Tuesday, April 21, 2015

Grounded ***

Before I discuss the play, let me warn you that the entire run of this solo play starring Public Theater board member Anne Hathaway is practically sold out, even at the extravagant prices her star power has enabled the Public to charge. It’s a win-win situation — extra income for the Public and a chance for Hathaway to display her acting chops. In this timely play by George Brant (seen in New York last year in a downtown production with a different actress and director), she plays The Pilot, first seen as an F-16 pilot in Iraq who loves her job, especially the freedom of being alone in “the blue.” While home on leave, she meets a man who is not intimidated by her job and falls in love. After she gets pregnant, they marry and she tries unsuccessfully to adjust to the life of housewife and mother. She returns to the Air Force, but instead of being reunited with her fighter jet, she is reassigned to the “Chair Force,” serving 12-hour shifts controlling a drone halfway around the world from a chair in an air-conditioned trailer at a base near Las Vegas. At first she likes the new job with its godlike sense of power and its allowing her to return home to her husband and child every night. Gradually her attitude changes. While the carnage she caused with her F-16 never bothered her because she would be miles away before the bombs hit, her drone lingers over the target afterwards and she is forced to see the flying body parts on her screen. She also becomes increasingly aware of the ubiquitous surveillance cameras in today’s America. Hathaway gives a controlled, convincing performance that traces a path from elation to despair.
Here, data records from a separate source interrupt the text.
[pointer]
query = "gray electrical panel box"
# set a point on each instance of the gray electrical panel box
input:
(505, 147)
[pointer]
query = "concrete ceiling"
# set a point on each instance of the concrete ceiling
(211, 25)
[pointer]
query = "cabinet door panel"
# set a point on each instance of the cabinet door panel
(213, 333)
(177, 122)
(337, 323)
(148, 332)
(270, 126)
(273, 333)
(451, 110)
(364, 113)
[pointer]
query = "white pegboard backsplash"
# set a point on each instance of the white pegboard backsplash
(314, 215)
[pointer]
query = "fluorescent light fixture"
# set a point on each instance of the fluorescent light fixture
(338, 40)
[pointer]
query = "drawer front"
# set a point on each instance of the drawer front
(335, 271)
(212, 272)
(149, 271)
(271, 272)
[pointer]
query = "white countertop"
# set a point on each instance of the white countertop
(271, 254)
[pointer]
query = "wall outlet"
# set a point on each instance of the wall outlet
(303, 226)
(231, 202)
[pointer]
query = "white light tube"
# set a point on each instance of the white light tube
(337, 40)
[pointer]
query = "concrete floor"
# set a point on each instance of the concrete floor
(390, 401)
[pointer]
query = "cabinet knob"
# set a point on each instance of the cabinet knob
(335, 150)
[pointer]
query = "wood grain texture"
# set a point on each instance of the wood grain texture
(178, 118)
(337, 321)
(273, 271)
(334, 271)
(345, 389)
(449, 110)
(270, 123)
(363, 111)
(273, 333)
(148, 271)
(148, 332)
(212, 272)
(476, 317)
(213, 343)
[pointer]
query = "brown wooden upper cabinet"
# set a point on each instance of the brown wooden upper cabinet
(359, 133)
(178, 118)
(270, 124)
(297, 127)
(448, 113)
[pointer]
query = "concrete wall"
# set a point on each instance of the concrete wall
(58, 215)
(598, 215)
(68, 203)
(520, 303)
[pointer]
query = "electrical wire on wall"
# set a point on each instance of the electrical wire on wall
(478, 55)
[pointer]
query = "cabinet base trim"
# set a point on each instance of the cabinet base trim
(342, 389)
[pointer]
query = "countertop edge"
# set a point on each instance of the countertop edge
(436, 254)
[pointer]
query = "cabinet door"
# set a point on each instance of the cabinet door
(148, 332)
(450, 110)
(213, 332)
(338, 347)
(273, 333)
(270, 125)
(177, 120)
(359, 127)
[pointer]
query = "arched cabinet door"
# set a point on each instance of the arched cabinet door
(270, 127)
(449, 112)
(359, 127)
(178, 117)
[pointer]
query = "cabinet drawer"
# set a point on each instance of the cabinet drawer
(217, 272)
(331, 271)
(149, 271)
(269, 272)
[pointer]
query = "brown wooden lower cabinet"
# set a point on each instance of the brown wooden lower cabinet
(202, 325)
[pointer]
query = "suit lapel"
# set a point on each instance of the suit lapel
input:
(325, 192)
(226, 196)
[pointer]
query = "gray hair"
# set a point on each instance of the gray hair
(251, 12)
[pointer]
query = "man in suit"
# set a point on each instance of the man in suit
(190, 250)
The set by Riccardo Hernandez is covered with rippled sand and there’s a pyramid in one corner. We are not in the Middle East though. This is Nevada sand and the pyramid is the Luxor in Las Vegas. The production is greatly enhanced by excellent projections by Peter Nigrini. Director Julie Taymor mostly resists stamping the play with her trademark tricks, although there is a bit that begins and ends the play that seemed pointlessly distracting. The play does not achieve greatness, but it presents a thoughtful look at aspects of our society that merit our attention. Running time: one hour 15 minutes, no intermission.